In many ways it is similar to IBM's Watson, and Petr's YodaQA.
It's not all that similar to more logic based systems like OpenCog or Wolfram Alpha.
3、YodaQA(Java开源)
YodaQA is an open source Question Answering system.
using on-the-fly Information Extraction from various data sources (mainly enwiki).
YodaQA stands for "Yet anOther Deep Answering pipeline" and
the system is inspired by the DeepQA (IBM Watson) papers.

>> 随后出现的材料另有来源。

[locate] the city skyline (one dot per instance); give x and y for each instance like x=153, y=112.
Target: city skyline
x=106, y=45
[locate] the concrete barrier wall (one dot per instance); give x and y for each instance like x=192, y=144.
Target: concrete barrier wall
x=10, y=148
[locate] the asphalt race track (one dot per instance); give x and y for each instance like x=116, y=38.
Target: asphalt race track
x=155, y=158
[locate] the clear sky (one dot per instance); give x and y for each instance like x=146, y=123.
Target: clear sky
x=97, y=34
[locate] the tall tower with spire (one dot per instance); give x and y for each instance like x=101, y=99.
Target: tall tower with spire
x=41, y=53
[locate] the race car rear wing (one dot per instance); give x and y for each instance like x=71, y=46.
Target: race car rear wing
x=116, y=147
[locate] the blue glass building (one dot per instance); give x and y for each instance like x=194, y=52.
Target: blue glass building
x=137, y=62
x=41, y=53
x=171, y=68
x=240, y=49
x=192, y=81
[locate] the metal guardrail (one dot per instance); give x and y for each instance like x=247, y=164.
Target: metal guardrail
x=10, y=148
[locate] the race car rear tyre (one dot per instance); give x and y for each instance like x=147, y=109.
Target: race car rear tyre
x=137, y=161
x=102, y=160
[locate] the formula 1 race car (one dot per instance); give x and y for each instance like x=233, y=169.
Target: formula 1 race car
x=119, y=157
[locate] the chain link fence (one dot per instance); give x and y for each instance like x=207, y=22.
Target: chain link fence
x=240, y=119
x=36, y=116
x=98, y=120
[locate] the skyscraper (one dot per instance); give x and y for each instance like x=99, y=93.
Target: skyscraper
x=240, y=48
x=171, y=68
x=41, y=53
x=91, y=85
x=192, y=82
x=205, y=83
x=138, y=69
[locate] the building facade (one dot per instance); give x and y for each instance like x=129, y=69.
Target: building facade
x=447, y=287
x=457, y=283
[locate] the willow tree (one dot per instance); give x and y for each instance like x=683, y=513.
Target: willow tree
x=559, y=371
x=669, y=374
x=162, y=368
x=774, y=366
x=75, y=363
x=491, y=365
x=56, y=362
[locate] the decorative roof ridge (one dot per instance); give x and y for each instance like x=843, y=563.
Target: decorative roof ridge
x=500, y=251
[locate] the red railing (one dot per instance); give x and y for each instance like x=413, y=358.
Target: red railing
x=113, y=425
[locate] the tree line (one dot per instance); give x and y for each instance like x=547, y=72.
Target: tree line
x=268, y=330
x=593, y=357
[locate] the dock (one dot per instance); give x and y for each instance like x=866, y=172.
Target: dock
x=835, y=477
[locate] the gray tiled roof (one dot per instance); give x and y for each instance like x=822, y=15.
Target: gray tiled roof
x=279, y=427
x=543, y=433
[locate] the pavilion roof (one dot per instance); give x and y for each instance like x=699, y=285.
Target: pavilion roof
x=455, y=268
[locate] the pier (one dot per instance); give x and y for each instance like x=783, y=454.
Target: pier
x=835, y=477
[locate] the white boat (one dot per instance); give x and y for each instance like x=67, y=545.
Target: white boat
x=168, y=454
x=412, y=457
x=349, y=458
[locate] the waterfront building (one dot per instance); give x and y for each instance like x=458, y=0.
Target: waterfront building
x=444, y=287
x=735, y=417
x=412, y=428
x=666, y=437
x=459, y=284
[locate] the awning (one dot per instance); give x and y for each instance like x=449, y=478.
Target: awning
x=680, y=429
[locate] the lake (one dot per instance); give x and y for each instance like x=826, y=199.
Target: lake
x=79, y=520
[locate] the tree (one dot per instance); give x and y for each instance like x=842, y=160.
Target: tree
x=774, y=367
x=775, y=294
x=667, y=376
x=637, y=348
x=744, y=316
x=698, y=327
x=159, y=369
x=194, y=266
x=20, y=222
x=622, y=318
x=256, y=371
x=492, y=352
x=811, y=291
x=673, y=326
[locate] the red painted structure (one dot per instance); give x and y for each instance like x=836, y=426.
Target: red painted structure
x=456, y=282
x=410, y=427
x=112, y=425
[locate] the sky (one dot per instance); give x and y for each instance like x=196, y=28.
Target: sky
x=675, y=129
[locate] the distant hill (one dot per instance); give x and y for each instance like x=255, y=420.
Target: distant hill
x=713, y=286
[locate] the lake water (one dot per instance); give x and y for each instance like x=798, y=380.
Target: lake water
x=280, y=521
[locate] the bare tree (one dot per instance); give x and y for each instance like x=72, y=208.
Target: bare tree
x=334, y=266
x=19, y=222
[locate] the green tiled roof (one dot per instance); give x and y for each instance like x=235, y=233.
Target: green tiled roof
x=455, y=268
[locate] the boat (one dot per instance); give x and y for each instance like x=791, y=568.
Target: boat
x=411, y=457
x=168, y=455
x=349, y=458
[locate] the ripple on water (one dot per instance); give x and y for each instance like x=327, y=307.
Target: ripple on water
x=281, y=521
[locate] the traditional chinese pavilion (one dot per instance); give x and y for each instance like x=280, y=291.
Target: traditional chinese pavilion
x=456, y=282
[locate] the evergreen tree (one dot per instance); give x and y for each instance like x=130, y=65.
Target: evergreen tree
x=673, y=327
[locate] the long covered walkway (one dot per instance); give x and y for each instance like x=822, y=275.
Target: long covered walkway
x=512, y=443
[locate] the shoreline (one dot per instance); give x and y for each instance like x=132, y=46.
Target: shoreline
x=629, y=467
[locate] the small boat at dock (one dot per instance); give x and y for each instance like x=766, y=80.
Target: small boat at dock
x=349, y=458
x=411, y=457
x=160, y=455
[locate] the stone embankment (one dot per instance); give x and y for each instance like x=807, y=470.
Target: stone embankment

It is built on top of the Apache UIMA.
4、OpenQA(Java开源)
OpenQA is an open source question answering framework that unifies approaches from
several domain experts.
The aim of OpenQA is to provide a common platform that can be used to promote advances
by easy integration and measurement of different approaches.
5、START(商业)
START, the world's first Web-based question answering system, has been on-line
and continuously operating since December, 1993.
It has been developed by Boris Katz and his associates of the InfoLab Group
at the MIT Computer Science and Artificial Intelligence Laboratory.
Unlike information retrieval systems (e.g., search engines),
START aims to supply users with "just the right information"
instead of merely providing a list of hits.
Currently, the system can answer millions of English questions about
places (e.g., cities, countries, lakes, coordinates, weather, maps, demographics,
political and economic systems), movies (e.g., titles, actors, directors),
people (e.g., birth dates, biographies), dictionary definitions, and much, much more.
6、IBM Watson(商业)
Watson is built to mirror the same learning process that we have.
Watson has been learning the language of professions and is trained
by experts to work across many different industries.
7、Siri(商业)
Siri /ˈsɪri/ is a part of Apple Inc.'s iOS which works as
an intelligent personal assistant and knowledge navigator.
The feature uses a natural language user interface to
answer questions, make recommendations, and perform actions
by delegating requests to a set of Web services.
8、Wolfram|Alpha(商业)
Wolfram|Alpha introduces a fundamentally new way to get knowledge and answers
not by searching the web, but by doing dynamic computations based on a vast collection
of built-in data, algorithms, and methods.
9、Evi(商业)
Evi was founded in August 2005, originally under the name of True Knowledge, with the mission
of powering a new kind of search experience where users can access the world's knowledge simply
by asking for the information they need in a way that is completely natural.
10、微软小冰(商业)
微软小冰是智能聊天机器人,基于微软搜索引擎和大数据积累,所有数据全部来自于公开的互联网网页信息。
11、Magi Semantic Search(商业)
Magi is a search engine that gives you answers instead of references.
It's designed to be General, Feasible and Useful.